German Studies

Division of Humanities

The major in German Studies is designed to meet the needs of four types of students: those who intend to continue the study of German in graduate school and want to enter the teaching profession; those who want to be proficient in a second language for work in the sciences, international studies, business, or industry; those who major in another field (such as dramatic arts, art history, philosophy, history, and religion) and use language study to support their research in that field; and those for whom German serves as part of a broad liberal education, in much the same way a major in English serves this purpose for many students.
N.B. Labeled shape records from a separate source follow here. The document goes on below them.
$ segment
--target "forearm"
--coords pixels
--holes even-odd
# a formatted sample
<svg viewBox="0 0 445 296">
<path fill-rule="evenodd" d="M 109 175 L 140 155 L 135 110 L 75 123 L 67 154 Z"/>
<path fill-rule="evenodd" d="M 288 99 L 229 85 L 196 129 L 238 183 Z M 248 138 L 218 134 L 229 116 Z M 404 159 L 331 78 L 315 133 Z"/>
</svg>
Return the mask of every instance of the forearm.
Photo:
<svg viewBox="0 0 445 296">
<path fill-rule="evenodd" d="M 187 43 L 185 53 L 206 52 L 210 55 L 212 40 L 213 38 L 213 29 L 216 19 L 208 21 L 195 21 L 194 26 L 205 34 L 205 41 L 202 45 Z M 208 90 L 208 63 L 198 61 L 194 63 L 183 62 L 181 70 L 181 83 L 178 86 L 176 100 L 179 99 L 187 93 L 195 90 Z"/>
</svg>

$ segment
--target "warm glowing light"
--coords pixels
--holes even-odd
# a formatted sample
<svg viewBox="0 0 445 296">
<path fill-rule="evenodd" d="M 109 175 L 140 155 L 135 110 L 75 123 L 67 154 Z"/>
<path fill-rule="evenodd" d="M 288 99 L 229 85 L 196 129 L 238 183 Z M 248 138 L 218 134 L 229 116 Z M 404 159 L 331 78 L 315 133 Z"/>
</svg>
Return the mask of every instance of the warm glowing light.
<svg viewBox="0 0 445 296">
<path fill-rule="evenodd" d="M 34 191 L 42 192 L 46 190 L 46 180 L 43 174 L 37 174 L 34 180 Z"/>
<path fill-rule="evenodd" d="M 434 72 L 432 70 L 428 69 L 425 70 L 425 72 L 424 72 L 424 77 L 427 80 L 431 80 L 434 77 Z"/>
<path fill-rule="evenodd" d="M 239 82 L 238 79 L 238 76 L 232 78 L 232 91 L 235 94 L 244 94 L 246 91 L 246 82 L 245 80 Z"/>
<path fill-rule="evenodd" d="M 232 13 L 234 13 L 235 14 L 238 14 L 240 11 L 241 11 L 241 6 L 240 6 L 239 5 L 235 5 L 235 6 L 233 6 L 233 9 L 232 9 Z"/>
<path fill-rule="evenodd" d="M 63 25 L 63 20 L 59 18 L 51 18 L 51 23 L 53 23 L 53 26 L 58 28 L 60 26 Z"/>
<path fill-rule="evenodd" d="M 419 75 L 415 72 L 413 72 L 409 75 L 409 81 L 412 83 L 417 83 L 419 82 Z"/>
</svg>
The program offers an integrated curriculum of German culture that emphasizes the modern period. Its courses focus on the impacts of German culture within the borders of German-speaking countries but also the ways that culture has affected places outside those borders, from Strasbourg to the United States to Germany’s former colonies. German life and culture as portrayed in films, music, art, literature, drama, and in historical, critical, and political texts focus language acquisition and create the basis for courses on major themes and questions about German culture. All courses promote a broad understanding of critical analysis, an appreciation of cultural diversity and global interconnectedness, and literary values. Collaboration with students and faculty in other programs is an important value of our interdisciplinary program.

A feature of the program is study abroad in Germany, Austria, or Switzerland. Most German Studies majors study for the full spring term in Regensburg, while others travel with program faculty in January over the CentreTerm to locations like Germany, Austria, Poland, France, Belgium, and Namibia.  A true beginner can become sufficiently proficient in the language to major in German and to take up residence these countries. A number of recent German Studies majors are currently employed or studying in several of these countries.

German serves as a solid basis for a broad liberal education and proficiency in the language can provide research opportunities in many scientific fields and further careers in government, international studies, music, drama, the fine arts, or business.


Ian Wilson, Katrin Bahr (chair)

Student Representative 

Abbe Riffle

Recommended First-Year/Sophomore Preparation

Students considering a major in German Studies are encouraged to plan their academic program to include as wide a distribution of courses as possible regardless of their professional or vocational objectives. Prospective majors should consider taking courses in literature, history, philosophy, and the fine arts.